- James "Whitey" Bulger faces 19 counts of murder
- A 700-page FBI file says he was an informant, ratting out criminal fugitives
- Bulger and his defense team insist he is not an informant
- The prosecution says the claim is "a ridiculous contention"
Reputed mob boss James "Whitey" Bulger slouched uncharacteristically in his chair Monday, muttering "I'm not (a) f***ing informant."
But his 700-page FBI file and informant card show otherwise -- that Bulger provided information on murders, drug deals, armed robberies and criminal fugitives, leading to several arrests.
Bulger ratted on La Cosa Nostra, rival gangs and seemingly anyone -- except those in his small, immediate circle known as the Winter Hill gang.
According to entries in his informant file, Bulger knew he could get away with it and even told his FBI handler he was more likely to be killed by "gangland warfare" than because he was informant since "no one would believe it." Bulger also defended what he called the "professionalism" of the FBI.
Bulger is charged with 19 counts of murder after the FBI found him hiding out in a Santa Monica apartment with his girlfriend in 2011. He was on the lam for 16 years after allegedly being tipped off to a 1995 indictment by his rogue handler, former FBI agent John Connolly, who is now behind bars.
From day one of Bulger's trial, his lawyers have tried to convince the jury that Bulger was not an informant -- something attorney J.W. Carney described as the worst thing an Irishman from South Boston could possibly be.
With the jury out of the courtroom, prosecutor Fred Wyshak mocked the suggestion, saying he would "not engage in the fiction" -- pointing to 15 years of detailed FBI reports.
"Whether it's the ego of the defendant or his reputation he wants to preserve that he was not an informant ... it's a ridiculous contention," said Wyshak, who successfully prosecuted Connolly's case in 2008.
The defense has filed a motion asking to admit into evidence statements made by Wyshak in the 2008 trial claiming that Connolly made false statements in his informant files. The motion has not yet been addressed in court.
James Marra of the Justice Department's Office of the Inspector General testified about numerous file entries saying Connolly, Bulger and Bulger's criminal partner Steven Flemmi "frequently met together as a team."

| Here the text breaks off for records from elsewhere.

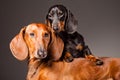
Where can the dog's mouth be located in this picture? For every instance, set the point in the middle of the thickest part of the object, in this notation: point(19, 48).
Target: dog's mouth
point(42, 53)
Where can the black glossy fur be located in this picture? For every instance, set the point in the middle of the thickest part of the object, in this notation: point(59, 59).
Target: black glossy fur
point(63, 23)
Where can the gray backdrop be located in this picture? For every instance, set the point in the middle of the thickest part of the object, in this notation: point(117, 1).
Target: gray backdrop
point(99, 23)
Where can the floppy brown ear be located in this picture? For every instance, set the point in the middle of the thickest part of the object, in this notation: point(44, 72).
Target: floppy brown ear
point(47, 22)
point(18, 46)
point(71, 23)
point(56, 48)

Documents also expose that Bulger met with more than one FBI agent, including now-disgraced former FBI supervisor John Morris. Morris pleaded guilty to accepting bribes from Bulger in exchange for information. He is cooperating with the government in exchange for immunity and is set to testify against Bulger this week.
Bulger's defense lawyer Hank Brennan said prosecutors "can't have it both ways," since Connolly is a convicted liar who, he said, fabricated Bulger's 8-inch-thick file and his status as an informant.
Judge Denise Casper weighed in, asking, "Why can't both be true?"
The judge said perhaps the definition of "informant" was the issue. Responding to Bulger's claim, Casper said the "veracity of information may be in dispute, (but not) that he was a registered informant."
Along with the 700-page informant file, prosecutors also showed the jury a 3-by-5 card that they called Bulger's "informant card" with his ID number: BS1455 OC. The OC stands for "organized crime."
When Brennan accused the Department of Justice of having a history of "inappropriate relationships with crime figures" even when it came to murder, the judge shut him down.